Places
Culture Trip: The Long Island Museum
by GTS Admin
January 2019
At first glance, the quaint hamlet of Stony Brook might seem an unlikely place to house the country’s finest collection of horse-drawn carriages. But at the Long Island Museum , known as LIM to locals, visitors will find nearly 100 painstakingly restored vehicles harking back to a bygone era when carriages were a way of life. In fact, though Long Island boasts more than 100 museums, LIM is its only designated Smithsonian affiliate, a credential achieved in large part through the quality of the carriage collection.
It all started back in 1939, when Ward Melville cofounded the Suffolk Museum in a nearby location. Melville and his wife, Dorothy Bigelow Melville, shared a passion for carriages and spent their lives collecting notable examples from Long Island’s Gold Coast era. They brought the vehicles into the museum’s collection in the early 1950s, prompting a move to larger quarters on the site of an old mill. The museum (formally titled the Long Island Museum of American Art, History, and Carriages) purchased a number of historic buildings in the area and moved them to the grounds, creating a nine-acre cultural center that—in keeping with Melville’s vision—evoked a quaint New England village.
Set amid landscaped gardens, the Carriage Museum has about 25,000 square feet of exhibit space, including a Streets of New York gallery where carriages are displayed against a backdrop of late 19th-century cityscapes. Among the Carriage Museum’s gems is the Chariot D’Orsay, built in 1880 in Paris for William K. Vanderbilt I, a Long Islander who was at one time the wealthiest man in America. “Willy K. II built Long Is- land’s Vanderbilt Motor Parkway; the son loved cars, and his dad loved carriages,” explains Joshua Ruff, director of collections and interpretation at LIM. The restored vermillion vehicle has a plush interior, original lamps, original cut glass, and silver-plated hardware; it seats two passengers in addition to the driver upfront. “When you think of luxury carriages, this is what you picture,” Ruff says.
You’ll also find two coaches and a sleigh that came from a Munich palace, and a stateside collection that includes the Wells Fargo & Company Overland Express (circa 1868), which carried passengers across the Overland Trail during America’s westward expansion.
“Before mainstream adoption of the automobile, carriages were how people did everything, but now it’s a lost culture.
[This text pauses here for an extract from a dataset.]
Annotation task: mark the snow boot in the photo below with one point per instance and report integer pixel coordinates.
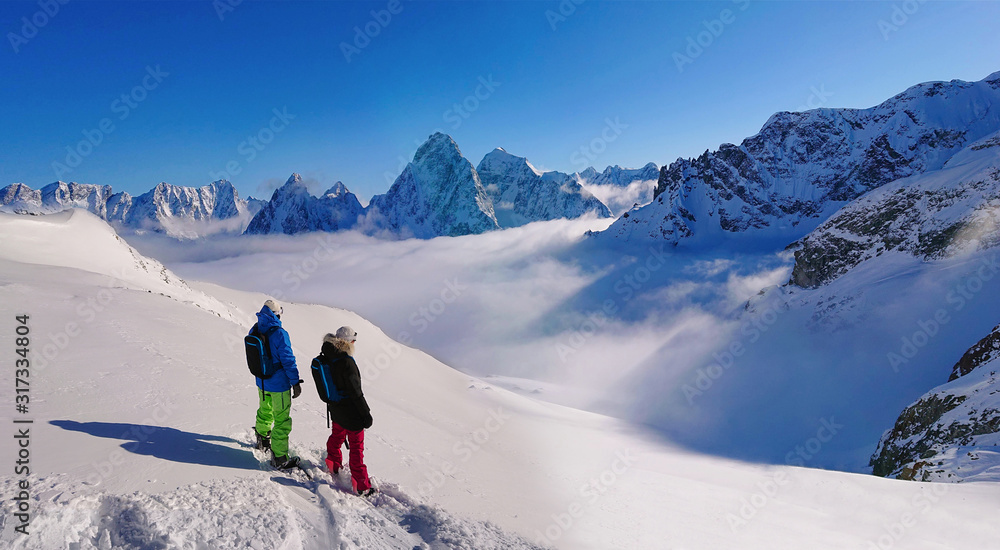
(329, 466)
(263, 441)
(285, 462)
These carriages have been preserved here so people can learn about it and understand it,” explains Ruff, who has been with the museum for 21 years.
Every carriage has a story, according to Ruff. Take, for example, the Circular Front Coupe driven in Abraham Lincoln’s funeral procession in New York City or the T.J. Coolidge Steam Pumper that was made in New Hampshire for the New Orleans Fire Department. It was quickly returned to the maker because—at nearly 10 feet tall and more than 9,000 pounds—it was too unwieldy to negotiate the narrow, crowded streets of the Big Easy. One of the crown jewels of the collection is the Tally-Ho, which helped promote the concept of pleasure coaching in the late 1800s, when it ran a regular route carrying passengers from a Manhattan hotel to the then-popular recreation area of Pelham, with millionaire owner DeLancey Astor Kane at the reins.
“The Tally-Ho was a touchstone. There was much written about it, and it was widely copied,” Ruff says. “But people forgot all about it when cars came around.”
There are a lot of transportation museums but only a handful of carriage museums, Ruff notes. “Over the years, this could have become a museum that featured different types of transportation vehicles, but the decision was made to focus on carriages—to keep adding to our strength,” he says.
Though it is the largest and most notable, the Carriage Museum is just one of three exhibition halls that make up the Long Island Museum. The property also includes the Art Museum as well as the Visitor CenterHistory Museum. Each has about 3,000 square feet of display space, where rotating exhibits are chosen for both their history and their connection to Long Island and its culture. In total, 35,000 visitors come through the doors of LIM each year, from curious locals to history buffs to schoolchildren, 12,000 of whom participate annually in the museum’s educational programs.